Executive Director (modest +3%): Organizations would offer only slightly more than current ED salaries, suggesting the market rate for executive leadership is broadly in line with current pay, though several respondents noted in open-ended comments that their ED compensation remains below what would be needed to attract candidates from outside the region.
Finance Staff (-15%) and HR/Office Manager (-20%): These positions show the largest downward gap, meaning organizations currently pay their incumbent staff more than they would offer a new hire. This may reflect tenure-based pay accumulation.
Program Director (-7%), Marketing/Events (-8%), and Development (-3%): These roles show modest downward adjustments in hiring intent, which may indicate that some organizations have over-invested in these positions relative to current market rates, that role definitions have shifted since incumbents were hired, or their current staff has accumulated tenure-based pay.

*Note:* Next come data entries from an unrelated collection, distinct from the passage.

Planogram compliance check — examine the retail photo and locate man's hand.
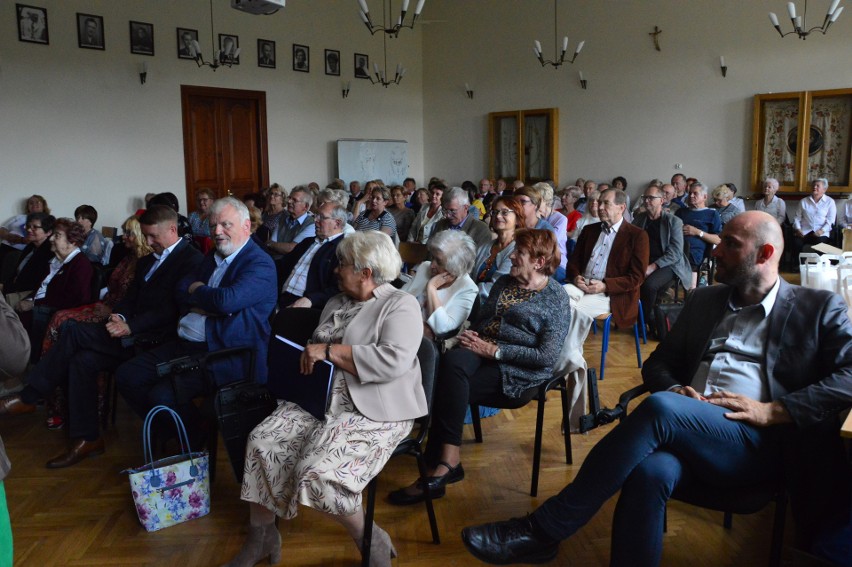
[106,314,130,339]
[707,392,792,427]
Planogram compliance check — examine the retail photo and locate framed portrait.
[293,43,311,73]
[219,33,240,65]
[177,28,198,59]
[355,53,370,79]
[325,49,340,77]
[130,21,154,55]
[77,12,106,49]
[257,39,275,69]
[15,4,50,45]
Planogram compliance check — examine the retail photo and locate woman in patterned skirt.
[226,231,427,567]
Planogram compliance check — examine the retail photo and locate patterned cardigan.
[473,276,571,398]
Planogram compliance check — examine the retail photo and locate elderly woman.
[471,196,524,302]
[388,185,414,242]
[74,205,108,264]
[16,218,94,363]
[711,185,742,228]
[189,187,216,237]
[754,177,788,224]
[352,183,397,238]
[675,181,722,287]
[223,231,428,567]
[390,229,571,504]
[402,230,478,339]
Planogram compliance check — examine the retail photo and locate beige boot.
[222,522,281,567]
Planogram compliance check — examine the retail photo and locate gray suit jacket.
[633,212,692,289]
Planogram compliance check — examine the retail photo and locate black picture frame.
[15,4,50,45]
[257,38,276,69]
[323,49,340,77]
[176,28,198,59]
[129,20,154,57]
[219,33,240,65]
[293,43,311,73]
[77,12,106,51]
[353,53,370,79]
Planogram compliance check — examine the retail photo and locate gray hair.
[210,197,251,223]
[427,230,476,278]
[441,187,470,207]
[337,230,402,285]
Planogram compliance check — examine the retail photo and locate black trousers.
[426,348,538,467]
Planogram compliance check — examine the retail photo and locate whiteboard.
[337,139,408,186]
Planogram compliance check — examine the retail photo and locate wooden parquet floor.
[0,310,795,567]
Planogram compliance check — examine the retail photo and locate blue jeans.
[533,392,781,566]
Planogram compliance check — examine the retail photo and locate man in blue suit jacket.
[462,211,852,566]
[115,197,277,444]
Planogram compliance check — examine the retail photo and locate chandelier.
[533,0,586,69]
[769,0,843,39]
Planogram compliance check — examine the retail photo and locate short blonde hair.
[337,230,402,285]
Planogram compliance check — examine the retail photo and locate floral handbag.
[125,406,210,532]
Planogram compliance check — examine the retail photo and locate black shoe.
[462,516,559,565]
[388,461,464,506]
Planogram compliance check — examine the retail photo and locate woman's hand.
[299,343,328,374]
[459,331,497,358]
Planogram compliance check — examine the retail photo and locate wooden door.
[181,85,269,210]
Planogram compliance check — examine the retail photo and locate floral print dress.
[241,297,414,519]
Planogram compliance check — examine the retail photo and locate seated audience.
[754,177,788,224]
[221,231,428,567]
[565,189,648,341]
[633,185,692,329]
[408,181,447,244]
[115,200,276,445]
[16,218,95,363]
[189,187,215,237]
[712,185,743,228]
[278,203,348,309]
[0,205,201,469]
[429,187,491,247]
[675,182,722,287]
[352,182,399,239]
[402,230,478,339]
[462,211,852,565]
[387,185,414,242]
[74,205,109,264]
[389,229,571,505]
[471,195,524,303]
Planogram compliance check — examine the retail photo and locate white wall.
[423,0,852,204]
[0,0,423,231]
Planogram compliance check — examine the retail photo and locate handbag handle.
[142,406,198,488]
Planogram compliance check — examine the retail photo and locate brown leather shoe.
[0,396,35,415]
[46,437,105,469]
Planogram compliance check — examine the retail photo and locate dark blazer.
[113,238,202,337]
[642,280,852,537]
[178,235,278,386]
[566,220,648,328]
[279,234,344,309]
[3,240,54,293]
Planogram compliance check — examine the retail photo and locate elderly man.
[565,189,648,340]
[0,205,202,468]
[278,202,348,309]
[115,197,277,441]
[793,177,837,257]
[633,185,692,328]
[430,187,491,248]
[462,211,852,566]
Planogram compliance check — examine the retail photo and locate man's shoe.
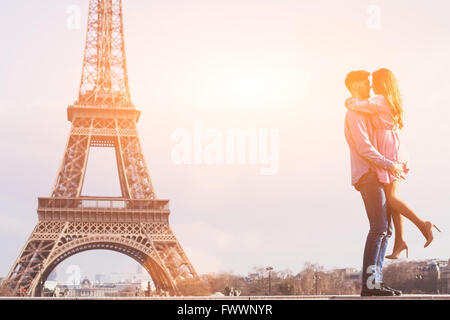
[361,286,395,297]
[381,283,402,296]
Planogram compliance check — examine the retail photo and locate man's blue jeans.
[356,170,392,289]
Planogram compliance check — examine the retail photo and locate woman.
[345,69,440,259]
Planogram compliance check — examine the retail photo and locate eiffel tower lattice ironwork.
[4,0,198,296]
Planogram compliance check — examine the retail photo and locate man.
[345,70,403,296]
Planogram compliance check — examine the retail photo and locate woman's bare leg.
[384,181,426,236]
[388,204,405,252]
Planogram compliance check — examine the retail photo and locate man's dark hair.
[345,70,370,90]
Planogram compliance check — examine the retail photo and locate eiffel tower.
[4,0,198,296]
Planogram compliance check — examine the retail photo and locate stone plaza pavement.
[0,294,450,301]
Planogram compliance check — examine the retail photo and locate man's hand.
[389,162,403,178]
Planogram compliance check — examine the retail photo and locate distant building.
[334,268,361,280]
[55,278,143,298]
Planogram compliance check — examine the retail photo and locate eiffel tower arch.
[4,0,198,296]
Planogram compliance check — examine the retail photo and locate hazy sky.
[0,0,450,276]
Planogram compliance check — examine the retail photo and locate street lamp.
[313,272,320,296]
[39,262,44,297]
[266,267,273,296]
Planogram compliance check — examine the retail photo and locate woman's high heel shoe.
[423,221,441,248]
[386,242,408,260]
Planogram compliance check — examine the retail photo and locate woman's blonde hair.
[372,68,403,129]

Program Manager (no change) and Program/Frontline Staff (-3%): These positions show the greatest stability between current and hiring salary, suggesting that compensation for frontline and program management roles is largely settled, and organizations aren't feeling pressure to adjust pay to attract or retain talent in these positions.
Taken together, these results suggest that while nonprofit compensation is broadly improving, the sector continues to grapple with internal pay equity, particularly ensuring that long-tenured staff in certain roles are not significantly out of step with current market rates, and that historically underpaid positions like administrative coordinators are adjusted upward to remain competitive.
Conclusions & Recommendations
Based on the quantitative and qualitative findings of the 2026 survey, the following recommendations are offered to nonprofits, funders, and boards working to strengthen our regional nonprofit workforce.
For Nonprofit Organizations
• Conduct regular wage analysis using this survey data as a benchmarking baseline.
• Formalize parental leave policies to build on Colorado FAMLI (38% are currently "not sure" of their offerings).
• Explore cooperative benefit models for pooled insurance purchasing.
• Invest in flexibility as a benefit: Flexible scheduling, compressed workweeks, and hybrid options are low-cost retention tools.
For Funders and Community Stakeholders
• Support operating costs and salaries: General operating support enables organizations to invest in their people.
• Facilitate shared-service models (finance, HR, IT) for small nonprofits.
• Address housing for nonprofit workers.
• Continue and expand this survey biennially with consistent methodology.
For Boards of Directors
• Use this data for compensation planning: Position-level benchmarks inform board-level decisions.
• Prioritize workforce investment: Organizations investing in compensation demonstrate measurably better retention.
“The survey gave our board confidence that our compensation package was competitive and aligned with local market conditions.”